I would enter a trade with my standard set stop and pick the VERY closest S/R area. Now this didn’t need to be a key level or even a swing high/low. It was any S/R, even an area where the market had recently stalled by two or three candles. It could even have been the tail of a candlestick.

As soon as the market touched that level (and it was within the first 5 minute candlestick on 80% of trades) I was effectively managing my trade.

After that my rules were:

At +3 I close out if the market returns to break even.
At +5 I close out if the market ticks back to +4
At +10 I close out if the market moves back to +5
At +12 I let my profits run with stop at break even.

What did this do? Well, during a trading day, I would take a few trades with small profits, a few with small losses. I would be waiting for the larger trades to make me my profit.

And… it worked. I was in profit far more than I was in negative. It built my account. But that’s not really the important part. The important part is that it helped me build discipline. It’s difficult coming out of a trade that moves against you and leaves you -2 or -3. Your mind chirps in with ‘just wait for it to go back to break even.’ But by doing it literally hundreds of times, I became good at following rules to the letter.

Now again, I’m not suggesting you use those methods yourself.

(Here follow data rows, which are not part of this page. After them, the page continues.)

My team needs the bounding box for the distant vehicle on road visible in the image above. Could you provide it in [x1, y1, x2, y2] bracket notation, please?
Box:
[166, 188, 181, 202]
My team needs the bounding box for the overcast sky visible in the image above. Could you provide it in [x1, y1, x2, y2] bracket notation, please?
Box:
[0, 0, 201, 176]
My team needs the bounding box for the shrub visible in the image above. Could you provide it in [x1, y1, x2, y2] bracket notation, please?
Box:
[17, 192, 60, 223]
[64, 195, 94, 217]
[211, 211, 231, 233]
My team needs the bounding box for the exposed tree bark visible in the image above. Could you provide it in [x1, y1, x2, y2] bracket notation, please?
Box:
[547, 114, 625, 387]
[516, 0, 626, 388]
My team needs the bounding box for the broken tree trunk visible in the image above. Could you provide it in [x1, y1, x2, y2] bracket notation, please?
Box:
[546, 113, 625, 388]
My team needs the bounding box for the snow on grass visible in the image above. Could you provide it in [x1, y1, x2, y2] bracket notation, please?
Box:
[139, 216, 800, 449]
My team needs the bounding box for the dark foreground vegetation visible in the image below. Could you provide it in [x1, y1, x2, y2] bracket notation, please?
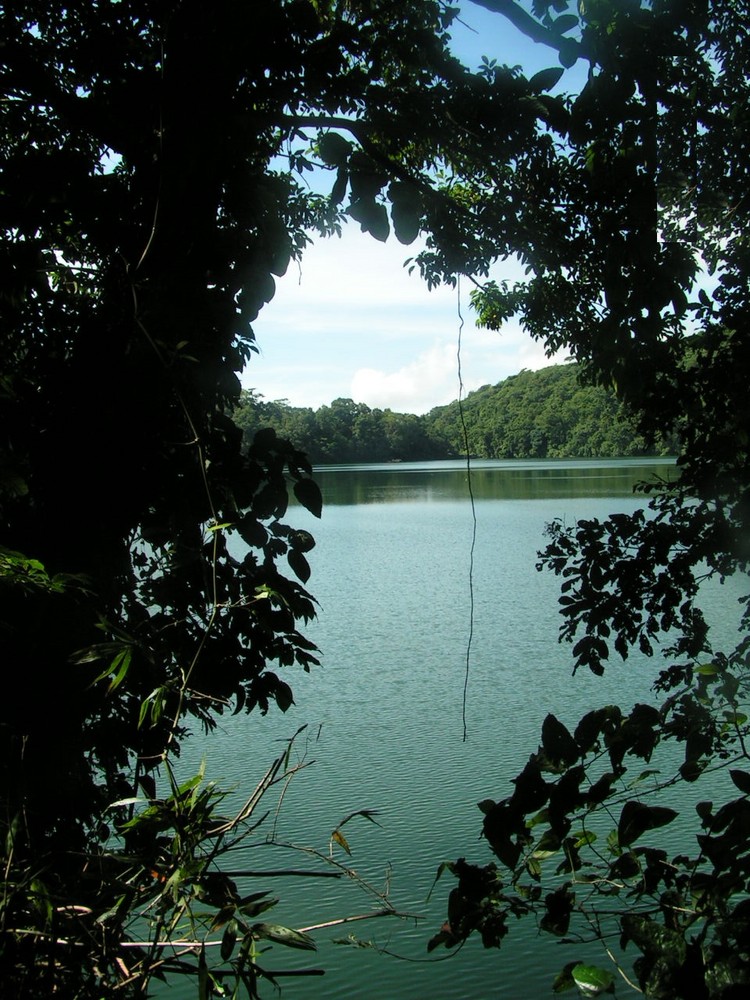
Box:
[0, 0, 750, 1000]
[232, 364, 677, 464]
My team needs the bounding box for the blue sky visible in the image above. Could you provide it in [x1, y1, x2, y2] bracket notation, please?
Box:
[247, 3, 580, 413]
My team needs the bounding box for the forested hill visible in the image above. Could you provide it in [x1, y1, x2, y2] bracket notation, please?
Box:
[234, 364, 674, 463]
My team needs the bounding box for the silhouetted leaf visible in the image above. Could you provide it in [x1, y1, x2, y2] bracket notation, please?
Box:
[286, 549, 310, 583]
[294, 479, 323, 517]
[529, 66, 565, 93]
[252, 924, 317, 951]
[617, 801, 679, 847]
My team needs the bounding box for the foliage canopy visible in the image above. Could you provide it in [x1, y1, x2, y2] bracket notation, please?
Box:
[0, 0, 750, 1000]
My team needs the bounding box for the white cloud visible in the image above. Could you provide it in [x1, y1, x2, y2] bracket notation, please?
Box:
[351, 344, 458, 413]
[247, 226, 564, 413]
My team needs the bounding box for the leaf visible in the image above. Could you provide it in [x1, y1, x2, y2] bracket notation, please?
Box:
[552, 962, 583, 993]
[529, 66, 565, 94]
[552, 14, 578, 35]
[542, 713, 580, 766]
[729, 771, 750, 795]
[331, 167, 349, 205]
[571, 964, 615, 997]
[221, 920, 237, 962]
[286, 549, 311, 583]
[294, 479, 323, 517]
[617, 802, 679, 847]
[252, 924, 318, 951]
[331, 830, 352, 856]
[347, 198, 391, 243]
[318, 132, 352, 167]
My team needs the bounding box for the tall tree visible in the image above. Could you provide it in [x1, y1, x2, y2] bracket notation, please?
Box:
[423, 0, 750, 1000]
[0, 0, 600, 997]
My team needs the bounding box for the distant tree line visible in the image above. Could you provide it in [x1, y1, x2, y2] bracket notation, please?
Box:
[234, 364, 677, 464]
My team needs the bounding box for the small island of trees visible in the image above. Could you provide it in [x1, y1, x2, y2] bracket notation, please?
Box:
[233, 364, 677, 464]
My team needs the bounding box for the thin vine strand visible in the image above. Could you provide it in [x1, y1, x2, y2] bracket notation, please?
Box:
[456, 275, 477, 743]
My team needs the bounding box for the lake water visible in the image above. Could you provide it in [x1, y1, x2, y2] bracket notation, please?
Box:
[170, 460, 748, 1000]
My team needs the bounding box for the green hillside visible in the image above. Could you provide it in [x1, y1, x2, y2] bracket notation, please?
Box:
[234, 364, 674, 463]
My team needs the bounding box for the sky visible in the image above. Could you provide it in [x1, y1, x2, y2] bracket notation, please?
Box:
[242, 2, 580, 413]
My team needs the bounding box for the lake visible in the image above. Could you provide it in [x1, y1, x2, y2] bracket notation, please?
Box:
[170, 459, 748, 1000]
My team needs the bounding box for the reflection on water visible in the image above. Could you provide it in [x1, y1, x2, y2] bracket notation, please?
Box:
[315, 458, 677, 505]
[169, 460, 739, 1000]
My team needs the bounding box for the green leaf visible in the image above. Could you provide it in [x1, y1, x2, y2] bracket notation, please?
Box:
[331, 830, 352, 855]
[294, 479, 323, 517]
[552, 962, 582, 993]
[221, 920, 237, 962]
[571, 964, 615, 997]
[252, 924, 317, 951]
[729, 771, 750, 795]
[318, 132, 352, 167]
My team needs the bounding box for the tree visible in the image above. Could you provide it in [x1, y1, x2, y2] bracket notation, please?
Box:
[422, 0, 750, 1000]
[0, 0, 624, 998]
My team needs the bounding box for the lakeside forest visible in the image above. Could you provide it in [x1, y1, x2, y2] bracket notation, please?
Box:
[0, 0, 750, 1000]
[232, 364, 678, 464]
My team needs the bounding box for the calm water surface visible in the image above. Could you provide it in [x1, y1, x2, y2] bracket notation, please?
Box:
[170, 460, 735, 1000]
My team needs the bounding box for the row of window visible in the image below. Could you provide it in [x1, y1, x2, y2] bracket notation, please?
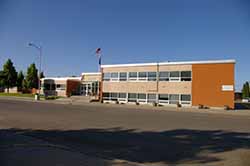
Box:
[42, 83, 66, 90]
[103, 92, 191, 104]
[103, 71, 192, 81]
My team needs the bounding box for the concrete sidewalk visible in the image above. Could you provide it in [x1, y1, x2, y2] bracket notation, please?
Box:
[0, 131, 137, 166]
[0, 96, 250, 117]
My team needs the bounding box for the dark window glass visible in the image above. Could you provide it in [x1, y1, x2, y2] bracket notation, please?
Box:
[43, 83, 50, 90]
[181, 95, 191, 101]
[51, 84, 56, 90]
[139, 72, 147, 80]
[170, 71, 180, 77]
[159, 71, 169, 81]
[120, 72, 127, 81]
[181, 71, 192, 81]
[111, 73, 118, 78]
[129, 72, 137, 80]
[148, 72, 156, 81]
[102, 93, 110, 98]
[138, 93, 146, 100]
[119, 93, 127, 99]
[128, 93, 137, 102]
[159, 94, 168, 100]
[103, 73, 111, 81]
[148, 94, 156, 103]
[169, 94, 179, 104]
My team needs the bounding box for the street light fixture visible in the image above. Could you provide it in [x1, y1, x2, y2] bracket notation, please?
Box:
[29, 43, 42, 96]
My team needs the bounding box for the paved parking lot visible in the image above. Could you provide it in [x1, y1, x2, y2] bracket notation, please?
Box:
[0, 99, 250, 165]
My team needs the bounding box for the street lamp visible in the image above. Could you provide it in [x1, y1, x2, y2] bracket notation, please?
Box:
[29, 43, 42, 96]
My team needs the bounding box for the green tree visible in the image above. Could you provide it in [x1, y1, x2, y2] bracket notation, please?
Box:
[242, 82, 250, 99]
[0, 71, 5, 88]
[25, 63, 38, 89]
[3, 59, 17, 93]
[40, 71, 45, 79]
[16, 71, 24, 90]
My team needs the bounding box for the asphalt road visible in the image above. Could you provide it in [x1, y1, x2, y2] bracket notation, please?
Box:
[0, 99, 250, 165]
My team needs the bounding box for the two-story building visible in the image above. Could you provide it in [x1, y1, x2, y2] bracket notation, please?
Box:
[101, 60, 235, 108]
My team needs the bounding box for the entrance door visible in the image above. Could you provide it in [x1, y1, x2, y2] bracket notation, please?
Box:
[81, 84, 91, 96]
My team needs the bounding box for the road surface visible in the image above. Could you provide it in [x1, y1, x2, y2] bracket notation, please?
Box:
[0, 99, 250, 165]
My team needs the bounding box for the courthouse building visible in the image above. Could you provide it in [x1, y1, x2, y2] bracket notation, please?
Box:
[100, 60, 235, 108]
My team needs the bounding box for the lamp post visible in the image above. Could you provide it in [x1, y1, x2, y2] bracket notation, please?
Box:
[29, 43, 42, 96]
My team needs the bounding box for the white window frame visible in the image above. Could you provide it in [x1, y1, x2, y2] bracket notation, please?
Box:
[169, 71, 181, 82]
[158, 94, 169, 104]
[147, 93, 158, 103]
[128, 72, 138, 82]
[168, 94, 181, 105]
[158, 71, 170, 82]
[118, 92, 128, 102]
[118, 72, 128, 82]
[147, 71, 157, 82]
[180, 70, 192, 82]
[102, 72, 111, 81]
[110, 72, 119, 82]
[180, 94, 192, 105]
[137, 71, 148, 81]
[137, 93, 148, 103]
[127, 93, 137, 103]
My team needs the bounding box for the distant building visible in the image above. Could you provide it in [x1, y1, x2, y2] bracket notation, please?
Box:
[101, 60, 235, 108]
[42, 73, 101, 97]
[42, 60, 235, 108]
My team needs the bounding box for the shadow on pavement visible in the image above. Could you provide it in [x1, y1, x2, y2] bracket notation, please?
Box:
[0, 128, 250, 164]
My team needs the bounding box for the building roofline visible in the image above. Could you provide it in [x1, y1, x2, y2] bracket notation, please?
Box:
[41, 77, 81, 81]
[81, 72, 101, 75]
[101, 59, 236, 68]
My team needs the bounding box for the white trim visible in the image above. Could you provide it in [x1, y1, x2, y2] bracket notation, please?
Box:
[41, 77, 81, 81]
[101, 59, 236, 68]
[81, 72, 102, 75]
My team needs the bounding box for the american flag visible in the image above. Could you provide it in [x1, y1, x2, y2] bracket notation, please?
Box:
[95, 48, 102, 65]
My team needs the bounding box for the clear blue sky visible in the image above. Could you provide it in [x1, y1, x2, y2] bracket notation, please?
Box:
[0, 0, 250, 89]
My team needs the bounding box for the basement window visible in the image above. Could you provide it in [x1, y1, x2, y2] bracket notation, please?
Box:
[128, 72, 137, 81]
[119, 72, 127, 81]
[169, 71, 180, 81]
[148, 72, 156, 81]
[103, 73, 111, 81]
[181, 71, 192, 81]
[159, 71, 169, 81]
[111, 73, 119, 81]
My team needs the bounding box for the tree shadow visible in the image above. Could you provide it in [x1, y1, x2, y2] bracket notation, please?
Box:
[0, 127, 250, 164]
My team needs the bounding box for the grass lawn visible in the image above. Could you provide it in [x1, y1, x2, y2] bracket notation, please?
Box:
[0, 93, 63, 100]
[0, 93, 35, 97]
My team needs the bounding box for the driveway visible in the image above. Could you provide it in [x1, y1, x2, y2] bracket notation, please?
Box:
[0, 99, 250, 165]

They fit in with the plan I had and worked very well for me on the FTSE 100.

What it should tell you is that

1)   You can be a safe trader whilst being a profitable trader. I much preferred taking small wins and small losses at that point in my trading, waiting patiently for the larger moves to come in.
2)   Things started going well for me when I began to follow a set of well planned rules.

Now I do a lot less screen watching and am not quite so quick on the trigger! But what I still do is follow my plan.


I hope you all have a great trading week!